Their Approach is Not a Tactic, But a New Way of Doing Business.
The National Retail Federation’s “Big Show” Monday breakout session, featuring representatives from both Macy’s and DunnhumbyUSA, began with a simple key insight from their three-year collaborative journey to better understand their customers; 7 out of 10 people visit a Macy’s store or Macys.com every year.
The resulting was a shift in focus away from attracting new customers to retaining and cultivating their existing base through a sweeping loyalty initiative.
In other words, they don’t need any more customers; they just need those who are already customers to spend more with them. To Macy’s, customer loyalty is now key.

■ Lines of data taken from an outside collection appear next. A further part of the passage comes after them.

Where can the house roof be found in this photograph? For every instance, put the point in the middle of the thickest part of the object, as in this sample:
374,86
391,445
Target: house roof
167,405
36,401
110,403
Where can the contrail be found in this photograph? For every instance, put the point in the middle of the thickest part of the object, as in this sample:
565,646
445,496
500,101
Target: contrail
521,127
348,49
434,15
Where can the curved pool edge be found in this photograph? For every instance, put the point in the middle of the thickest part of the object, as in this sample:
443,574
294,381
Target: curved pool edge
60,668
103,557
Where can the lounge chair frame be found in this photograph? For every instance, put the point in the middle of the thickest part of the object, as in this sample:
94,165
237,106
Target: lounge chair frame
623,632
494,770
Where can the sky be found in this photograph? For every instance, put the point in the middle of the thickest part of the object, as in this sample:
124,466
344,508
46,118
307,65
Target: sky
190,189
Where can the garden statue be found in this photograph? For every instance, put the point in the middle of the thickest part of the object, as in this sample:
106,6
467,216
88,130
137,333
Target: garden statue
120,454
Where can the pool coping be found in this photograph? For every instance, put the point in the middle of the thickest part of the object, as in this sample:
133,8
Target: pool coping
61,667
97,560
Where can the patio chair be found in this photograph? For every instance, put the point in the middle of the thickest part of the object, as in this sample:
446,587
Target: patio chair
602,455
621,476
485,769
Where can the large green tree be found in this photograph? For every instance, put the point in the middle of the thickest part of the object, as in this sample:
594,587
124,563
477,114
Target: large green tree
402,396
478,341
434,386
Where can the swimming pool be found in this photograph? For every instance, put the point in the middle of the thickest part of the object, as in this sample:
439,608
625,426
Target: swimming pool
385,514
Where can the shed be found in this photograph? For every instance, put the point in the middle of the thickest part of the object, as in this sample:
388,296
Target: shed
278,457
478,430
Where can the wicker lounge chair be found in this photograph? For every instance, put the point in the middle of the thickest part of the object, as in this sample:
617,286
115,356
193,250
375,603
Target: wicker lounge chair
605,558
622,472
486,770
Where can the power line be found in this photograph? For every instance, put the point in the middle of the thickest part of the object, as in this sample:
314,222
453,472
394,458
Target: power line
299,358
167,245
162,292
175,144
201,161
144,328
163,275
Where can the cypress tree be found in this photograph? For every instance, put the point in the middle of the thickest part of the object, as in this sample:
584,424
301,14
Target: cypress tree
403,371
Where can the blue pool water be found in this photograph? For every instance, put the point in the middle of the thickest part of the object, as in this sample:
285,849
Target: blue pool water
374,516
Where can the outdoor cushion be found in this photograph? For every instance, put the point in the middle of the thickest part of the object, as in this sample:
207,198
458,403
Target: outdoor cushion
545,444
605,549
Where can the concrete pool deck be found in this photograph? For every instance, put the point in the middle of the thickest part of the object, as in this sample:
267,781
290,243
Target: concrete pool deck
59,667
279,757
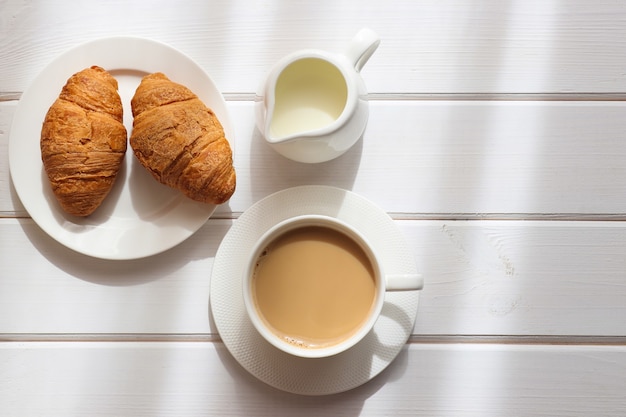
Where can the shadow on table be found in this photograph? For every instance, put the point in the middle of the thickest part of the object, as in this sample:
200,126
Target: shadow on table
271,172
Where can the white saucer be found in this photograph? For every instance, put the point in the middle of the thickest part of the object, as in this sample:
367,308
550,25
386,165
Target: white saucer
300,375
140,217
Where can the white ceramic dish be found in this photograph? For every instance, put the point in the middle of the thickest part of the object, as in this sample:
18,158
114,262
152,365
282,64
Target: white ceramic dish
140,217
306,376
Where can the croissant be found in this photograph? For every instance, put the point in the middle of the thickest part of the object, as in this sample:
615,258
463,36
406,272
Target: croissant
83,141
180,141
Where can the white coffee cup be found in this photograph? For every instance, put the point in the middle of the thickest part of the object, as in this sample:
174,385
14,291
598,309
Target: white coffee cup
276,301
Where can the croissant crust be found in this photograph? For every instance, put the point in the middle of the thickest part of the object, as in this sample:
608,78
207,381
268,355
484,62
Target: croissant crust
83,141
180,141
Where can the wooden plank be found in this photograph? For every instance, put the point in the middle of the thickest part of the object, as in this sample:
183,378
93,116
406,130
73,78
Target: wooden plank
429,46
425,157
509,278
202,379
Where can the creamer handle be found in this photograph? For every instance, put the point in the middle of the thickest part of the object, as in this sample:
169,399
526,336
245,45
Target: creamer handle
361,48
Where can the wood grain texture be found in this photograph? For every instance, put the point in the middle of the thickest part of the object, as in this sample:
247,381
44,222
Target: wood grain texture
429,46
442,157
495,141
200,379
504,278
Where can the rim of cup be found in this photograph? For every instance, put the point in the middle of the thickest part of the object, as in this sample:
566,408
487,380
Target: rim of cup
293,347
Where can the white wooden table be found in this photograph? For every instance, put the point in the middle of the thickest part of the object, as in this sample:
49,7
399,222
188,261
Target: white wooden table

To do this, they had to put the customer at the center of all of their decisions.
This new directive led to the creation of a new common customer language, one that was used to retrain their workforce and launched MyMacy’s.
The new language centered on three key tenets: loyalty, behavior and engagement. Loyalty programs were established to create more instances to get customers back into the store. Macy’s became less focused on multiple sales and more on increasing the number of times customers entered their stores.
The theory being that the increase in sales would come as a result of multiple visits. Macy’s also established a number of analytics and performance indicators to track engagement and determine if their strategy was sound.
With this new informed customer strategy, Macy’s created a three-tier approach to increasing sales:
- 1. Retain and Grow Loyal Customers
- 2. Develop Non-Loyal Customers
- 3. Convert Non-Purchasers
The execution of this strategy lied in the personalization of the in-store and online experience. According to Macy’s, consumers are looking for you to acknowledge that you know them, that you care about them and are thanking them for their business. They also added that if they own it, customers should be able to buy it right then and there.
This lead to a localization campaign making each Macy’s store unique based on the needs and wants of their customer base in that area.
They then asked themselves, could you personalize direct mail?
Macy’s initiated an unprecedented direct mail campaign printing 500,000 unique versions of a single direct mail book. Their reason being that if an individual received a piece of mail that was tailored to their interests, they would be more likely to make a sale. This campaign reached over 4 million people. As Macy’s saw it, it was the ultimate expression of their new informed customer strategy.
Macy’s now sets its sights on personalization throughout the digital landscape where each correspondence will be unique to the receiver. This is their goal for the future.